Bratton’s 27-month stint heading the NYPD began a 20-year period in which crime dropped 74 percent, an achievement Travis attributed in part to CompStat, a system Bratton pushed that uses a database to map, categorize and time-stamp crimes to manage dangerous neighborhoods.

Bratton’s relationship with Giuliani soured after the commissioner appeared on the Jan. 15, 1996, cover of Time magazine with the caption, “Finally, we’re winning the war against crime.
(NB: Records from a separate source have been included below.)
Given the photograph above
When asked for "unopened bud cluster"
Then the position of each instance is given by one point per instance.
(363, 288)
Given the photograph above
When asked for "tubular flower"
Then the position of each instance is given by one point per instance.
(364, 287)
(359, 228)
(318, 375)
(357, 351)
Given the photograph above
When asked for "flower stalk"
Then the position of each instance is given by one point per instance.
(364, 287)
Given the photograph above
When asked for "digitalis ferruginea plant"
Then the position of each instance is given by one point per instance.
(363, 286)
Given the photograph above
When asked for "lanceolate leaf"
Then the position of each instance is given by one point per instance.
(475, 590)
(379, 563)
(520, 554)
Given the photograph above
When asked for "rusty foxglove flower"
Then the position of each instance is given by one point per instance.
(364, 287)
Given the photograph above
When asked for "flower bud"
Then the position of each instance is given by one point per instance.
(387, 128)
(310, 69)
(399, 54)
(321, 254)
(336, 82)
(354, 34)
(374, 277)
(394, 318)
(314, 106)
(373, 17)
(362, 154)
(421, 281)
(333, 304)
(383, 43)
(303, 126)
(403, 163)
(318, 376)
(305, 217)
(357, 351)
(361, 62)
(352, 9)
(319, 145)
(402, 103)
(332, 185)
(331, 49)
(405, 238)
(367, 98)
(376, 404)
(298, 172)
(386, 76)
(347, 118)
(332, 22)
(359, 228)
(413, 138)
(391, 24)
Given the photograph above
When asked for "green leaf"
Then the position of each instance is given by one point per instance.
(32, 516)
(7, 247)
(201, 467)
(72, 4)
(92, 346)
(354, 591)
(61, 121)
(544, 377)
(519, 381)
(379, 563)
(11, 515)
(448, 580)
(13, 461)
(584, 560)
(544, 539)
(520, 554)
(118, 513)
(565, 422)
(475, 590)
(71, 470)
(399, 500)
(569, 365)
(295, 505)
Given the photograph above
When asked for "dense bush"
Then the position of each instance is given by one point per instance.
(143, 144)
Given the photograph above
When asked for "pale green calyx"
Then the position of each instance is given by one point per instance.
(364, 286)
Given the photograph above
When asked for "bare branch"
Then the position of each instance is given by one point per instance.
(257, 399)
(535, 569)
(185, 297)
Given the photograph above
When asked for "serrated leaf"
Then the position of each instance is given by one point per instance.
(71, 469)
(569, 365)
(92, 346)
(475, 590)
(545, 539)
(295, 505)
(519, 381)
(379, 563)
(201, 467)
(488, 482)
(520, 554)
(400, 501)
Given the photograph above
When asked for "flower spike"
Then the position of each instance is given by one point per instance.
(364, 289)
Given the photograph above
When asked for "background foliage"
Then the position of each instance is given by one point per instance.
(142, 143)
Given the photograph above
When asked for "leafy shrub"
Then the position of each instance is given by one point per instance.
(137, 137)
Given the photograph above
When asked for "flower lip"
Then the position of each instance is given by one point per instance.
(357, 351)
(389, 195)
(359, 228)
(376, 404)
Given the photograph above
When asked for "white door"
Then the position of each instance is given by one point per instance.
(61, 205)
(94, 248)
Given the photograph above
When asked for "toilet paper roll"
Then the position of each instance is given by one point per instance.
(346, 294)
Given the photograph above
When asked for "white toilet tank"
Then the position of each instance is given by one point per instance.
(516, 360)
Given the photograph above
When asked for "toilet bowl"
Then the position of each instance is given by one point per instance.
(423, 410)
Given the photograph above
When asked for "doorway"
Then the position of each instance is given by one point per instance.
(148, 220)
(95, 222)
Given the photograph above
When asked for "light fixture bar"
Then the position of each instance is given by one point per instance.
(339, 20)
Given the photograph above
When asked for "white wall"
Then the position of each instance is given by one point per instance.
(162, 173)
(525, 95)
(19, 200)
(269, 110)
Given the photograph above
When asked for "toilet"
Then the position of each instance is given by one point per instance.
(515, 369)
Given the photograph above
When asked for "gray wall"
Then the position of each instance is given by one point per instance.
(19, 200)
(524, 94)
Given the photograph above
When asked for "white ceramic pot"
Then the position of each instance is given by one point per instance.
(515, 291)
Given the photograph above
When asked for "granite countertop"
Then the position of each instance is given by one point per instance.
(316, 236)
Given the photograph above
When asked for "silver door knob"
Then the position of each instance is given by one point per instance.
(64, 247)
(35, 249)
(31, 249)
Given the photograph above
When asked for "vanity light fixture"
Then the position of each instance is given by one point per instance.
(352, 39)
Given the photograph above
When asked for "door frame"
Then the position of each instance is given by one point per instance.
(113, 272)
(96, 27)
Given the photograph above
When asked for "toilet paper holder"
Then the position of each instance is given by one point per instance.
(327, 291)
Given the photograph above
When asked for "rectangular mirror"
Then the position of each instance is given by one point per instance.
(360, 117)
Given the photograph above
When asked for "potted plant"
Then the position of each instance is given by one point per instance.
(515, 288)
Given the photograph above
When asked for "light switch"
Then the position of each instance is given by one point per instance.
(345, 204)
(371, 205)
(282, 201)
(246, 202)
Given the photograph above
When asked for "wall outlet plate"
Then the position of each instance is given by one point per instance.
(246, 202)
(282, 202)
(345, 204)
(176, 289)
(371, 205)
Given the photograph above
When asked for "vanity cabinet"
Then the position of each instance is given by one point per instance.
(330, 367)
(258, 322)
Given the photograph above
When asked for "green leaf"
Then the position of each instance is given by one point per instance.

Here’s why.” Giuliani, a former prosecutor, wasn’t mentioned on the cover.

Broken Windows

He will take over the department at a time of contentious negotiations over a labor contract that expired years ago.

Patrolmen’s Benevolent Association President Patrick Lynch said de Blasio’s appointment of Bratton was a “solid choice,” describing the new commissioner as a leader with an “international reputation as a problem solver and innovator.”

Bratton was an early advocate of community policing, involving street patrols and engagement with civic and religious leaders.

He also was a proponent of the “broken windows” concept of law enforcement, a theory introduced in 1982 by sociologists James Q. Wilson and George Kelling that linked neighborhoods’ social cohesiveness -- clean streets, no graffiti and lack of petty street crime -- to reducing assaults, robberies and other felonies.

Bratton will be the city’s first new commissioner in 12 years, succeeding Raymond Kelly, 72, chosen by Mayor Michael Bloomberg while the ruins of the World Trade Center still smoldered from the Sept. 11 attacks. Bloomberg, 71, is founder and majority owner of Bloomberg News parent Bloomberg LP.

Since Kelly became commissioner, crime declined by 31 percent, according to NYPD statistics. Kelly’s stint also represented a return to the post after he had served as former Mayor David Dinkins’ commissioner in 1993.